While I agree that it’s a part of shared mapmaking that ‘exists’ (i.e. is a common referent people coordinate around), I do think that the process that determines what’s publicly considered “the beliefs of the rationality community” is fairly different from the actual consensus positions of those LessWrongers and MIRI/CFAR/LW staff (and others) who have shown themselves to be the most surprisingly correct thinkers, and it seems accurate for Zack to make the point that you’ll be subject to systematic error if you make the two things identical in your map of the world.

Oh, yeah, totally. I had understood Zack to make an ontological argument in the first paragraph that such an entity cannot coherently exist, or alternatively that "it is not deserving of anyone's trust", both of which seem like statements that are too strong to me, and I think neither correspond to the thing you are saying here. The rest of the comment seems pretty good and I agree with most of it. 

Trusting "the rationalist community" leaves you open to getting fucked over[1] by any bad idea that can successfully market itself to high-Openness compsci nerds living in Berkeley, California in the current year. 

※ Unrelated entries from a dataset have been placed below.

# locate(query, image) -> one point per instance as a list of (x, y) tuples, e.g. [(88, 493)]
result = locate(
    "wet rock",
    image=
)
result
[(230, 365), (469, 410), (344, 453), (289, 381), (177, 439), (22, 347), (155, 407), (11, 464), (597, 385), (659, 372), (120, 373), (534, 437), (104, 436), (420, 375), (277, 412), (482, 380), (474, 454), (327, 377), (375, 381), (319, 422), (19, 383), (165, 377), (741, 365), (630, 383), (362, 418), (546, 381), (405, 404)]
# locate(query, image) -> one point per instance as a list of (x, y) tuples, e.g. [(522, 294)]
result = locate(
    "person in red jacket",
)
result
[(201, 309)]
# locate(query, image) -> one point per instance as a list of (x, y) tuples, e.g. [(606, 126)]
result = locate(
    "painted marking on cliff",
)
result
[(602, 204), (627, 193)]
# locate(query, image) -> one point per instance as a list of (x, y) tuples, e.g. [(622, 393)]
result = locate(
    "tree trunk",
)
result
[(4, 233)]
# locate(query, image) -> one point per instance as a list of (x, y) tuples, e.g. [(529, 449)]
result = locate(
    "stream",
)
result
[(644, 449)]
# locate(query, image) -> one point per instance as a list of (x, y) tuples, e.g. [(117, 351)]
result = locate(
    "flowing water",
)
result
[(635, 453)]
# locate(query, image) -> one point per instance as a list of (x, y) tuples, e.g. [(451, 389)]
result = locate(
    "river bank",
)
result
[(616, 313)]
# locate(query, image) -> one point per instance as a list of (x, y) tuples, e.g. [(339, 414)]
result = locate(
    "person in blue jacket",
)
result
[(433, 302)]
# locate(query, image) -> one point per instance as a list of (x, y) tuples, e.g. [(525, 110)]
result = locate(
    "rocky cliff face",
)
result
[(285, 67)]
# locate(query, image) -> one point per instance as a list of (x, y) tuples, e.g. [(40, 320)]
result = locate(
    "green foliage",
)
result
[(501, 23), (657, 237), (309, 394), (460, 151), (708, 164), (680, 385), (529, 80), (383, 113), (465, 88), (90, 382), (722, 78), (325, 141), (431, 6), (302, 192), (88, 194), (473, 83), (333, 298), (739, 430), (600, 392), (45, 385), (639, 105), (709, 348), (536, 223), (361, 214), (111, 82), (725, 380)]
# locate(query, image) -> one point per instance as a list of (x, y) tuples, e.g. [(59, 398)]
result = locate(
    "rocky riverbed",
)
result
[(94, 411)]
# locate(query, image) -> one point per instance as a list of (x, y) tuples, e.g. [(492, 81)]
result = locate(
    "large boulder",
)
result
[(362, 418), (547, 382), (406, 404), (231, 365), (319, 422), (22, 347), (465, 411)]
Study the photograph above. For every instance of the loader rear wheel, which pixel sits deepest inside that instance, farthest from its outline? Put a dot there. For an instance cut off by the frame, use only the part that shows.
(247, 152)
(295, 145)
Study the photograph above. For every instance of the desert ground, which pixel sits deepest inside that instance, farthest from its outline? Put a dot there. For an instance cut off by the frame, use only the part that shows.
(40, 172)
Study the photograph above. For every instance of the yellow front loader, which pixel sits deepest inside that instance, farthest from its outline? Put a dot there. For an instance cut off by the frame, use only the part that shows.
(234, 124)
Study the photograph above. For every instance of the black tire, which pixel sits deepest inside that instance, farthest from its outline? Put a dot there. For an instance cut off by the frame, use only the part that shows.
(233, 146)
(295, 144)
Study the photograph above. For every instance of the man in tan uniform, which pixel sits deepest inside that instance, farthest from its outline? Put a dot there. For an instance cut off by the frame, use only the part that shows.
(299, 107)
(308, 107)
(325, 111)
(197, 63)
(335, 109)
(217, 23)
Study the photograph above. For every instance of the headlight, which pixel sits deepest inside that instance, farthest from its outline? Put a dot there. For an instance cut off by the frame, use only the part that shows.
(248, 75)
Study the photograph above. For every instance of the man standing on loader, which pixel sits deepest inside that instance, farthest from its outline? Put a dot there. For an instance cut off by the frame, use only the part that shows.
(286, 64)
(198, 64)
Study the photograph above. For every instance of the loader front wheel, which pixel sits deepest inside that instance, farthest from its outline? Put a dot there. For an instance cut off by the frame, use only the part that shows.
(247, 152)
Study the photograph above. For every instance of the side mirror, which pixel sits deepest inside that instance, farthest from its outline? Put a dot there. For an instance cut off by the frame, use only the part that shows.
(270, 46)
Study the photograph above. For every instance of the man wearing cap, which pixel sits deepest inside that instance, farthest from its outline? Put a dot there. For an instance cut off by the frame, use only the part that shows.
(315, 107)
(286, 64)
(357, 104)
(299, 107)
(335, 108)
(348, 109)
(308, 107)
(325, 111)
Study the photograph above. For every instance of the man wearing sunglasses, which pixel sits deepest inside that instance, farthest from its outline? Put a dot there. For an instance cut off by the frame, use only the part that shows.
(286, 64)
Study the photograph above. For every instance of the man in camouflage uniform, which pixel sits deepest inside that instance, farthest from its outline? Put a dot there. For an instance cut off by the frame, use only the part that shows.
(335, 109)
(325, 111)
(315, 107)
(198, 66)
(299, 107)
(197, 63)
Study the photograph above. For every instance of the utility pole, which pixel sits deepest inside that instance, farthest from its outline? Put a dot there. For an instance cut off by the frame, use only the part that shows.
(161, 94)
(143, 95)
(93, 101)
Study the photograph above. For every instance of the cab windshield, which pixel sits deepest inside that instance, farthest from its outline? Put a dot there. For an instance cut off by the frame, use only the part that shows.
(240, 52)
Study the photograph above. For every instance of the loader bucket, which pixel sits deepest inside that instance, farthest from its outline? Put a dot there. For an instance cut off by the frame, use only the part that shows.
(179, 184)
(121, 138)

That seems to be true to the extend that you see "the rationalist community" as being the cluster of people in Berkeley. It's my impression that it becomes less true when you speak about the more global community on LessWrong. The particular idea towards which you point as having caused you huge damage doesn't seem to have strong expressed support on LessWrong. 

Building reputation by repeated interaction.

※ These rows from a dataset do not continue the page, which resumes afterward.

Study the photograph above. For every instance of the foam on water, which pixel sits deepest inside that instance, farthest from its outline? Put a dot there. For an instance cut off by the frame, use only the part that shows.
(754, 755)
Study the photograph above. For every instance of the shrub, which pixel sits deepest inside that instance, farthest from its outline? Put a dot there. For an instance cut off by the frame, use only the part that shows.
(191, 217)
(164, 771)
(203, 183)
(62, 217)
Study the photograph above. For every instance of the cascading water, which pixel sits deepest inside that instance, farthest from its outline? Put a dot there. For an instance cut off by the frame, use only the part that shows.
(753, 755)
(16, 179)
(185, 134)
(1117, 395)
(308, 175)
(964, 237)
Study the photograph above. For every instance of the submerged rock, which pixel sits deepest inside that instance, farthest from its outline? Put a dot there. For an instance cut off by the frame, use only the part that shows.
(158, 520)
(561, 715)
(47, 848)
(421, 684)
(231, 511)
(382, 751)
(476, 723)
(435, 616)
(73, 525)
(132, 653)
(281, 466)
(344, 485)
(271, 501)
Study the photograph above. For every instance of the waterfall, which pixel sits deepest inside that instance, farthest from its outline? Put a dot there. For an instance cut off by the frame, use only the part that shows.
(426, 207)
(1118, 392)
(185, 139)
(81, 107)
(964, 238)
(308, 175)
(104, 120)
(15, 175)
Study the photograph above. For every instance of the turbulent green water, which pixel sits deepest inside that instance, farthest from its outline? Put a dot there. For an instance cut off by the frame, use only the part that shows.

But it needs to be the type of interaction where you notice and remember the author. For example, if you go to LessWrong, you are more likely to associate "I read this on LessWrong" with the information, than if you just visited LessWrong articles from links shared on social networks. (And it is probably easier to remember Zvi than an average author at LessWrong, because Zvi recently posted a sequence of articles, which is easier to remember than an equal number of articles on unrelated topics.) You need to notice "articles by Zvi" as a separate category first, and only then your brain can decide to associate trust with this category.

(Slate Star Codex takes this a bit further, because for my brain it is easier to remember "I read this on SSC" than to remember the set of articles written by Scott on LessWrong. This is branding. If your quality is consistently high, making the fact "this was written by me" more noticeable increases your reputation.)

The flip side of the coin is that the culture of sharing hyperlinks on social networks destroys trust. If you read hundred articles from hundred different sources every day, your brain has a problem to keep tabs. Before internet, when you regularly read maybe 10 different journals, you gradually noticed that X is reliable and Y is unreliable. Because sometimes you read ten reliable stories on one day, and ten unreliable stories on a different day, and it felt differently. But on internet, there are hundred websites, and you switch between them, so even if a few of the are notoriously bad, it is hard to notice. Even harder, because the same website can have multiple authors with wildly different quality. A scientist and a crackpot can have a blog on the same domain. With paper sources, the authors within one source were more balanced. (LessWrong is also kinda balanced, especially if you only consider the upvoted articles.)

Interesting points about social networks and link aggregators. I think you're right.

But at the same time, after years of reading Hacker News, I start to notice and come across the same authors, and I find myself going "Oh I remember you" when I browse HN. It's possible that this experience is rare, but my impression is that I'm a pretty "middle of the pack" reader, and so I expect that others have similar experiences. So then, it seems to me that the effect is still large enough to be worth noting.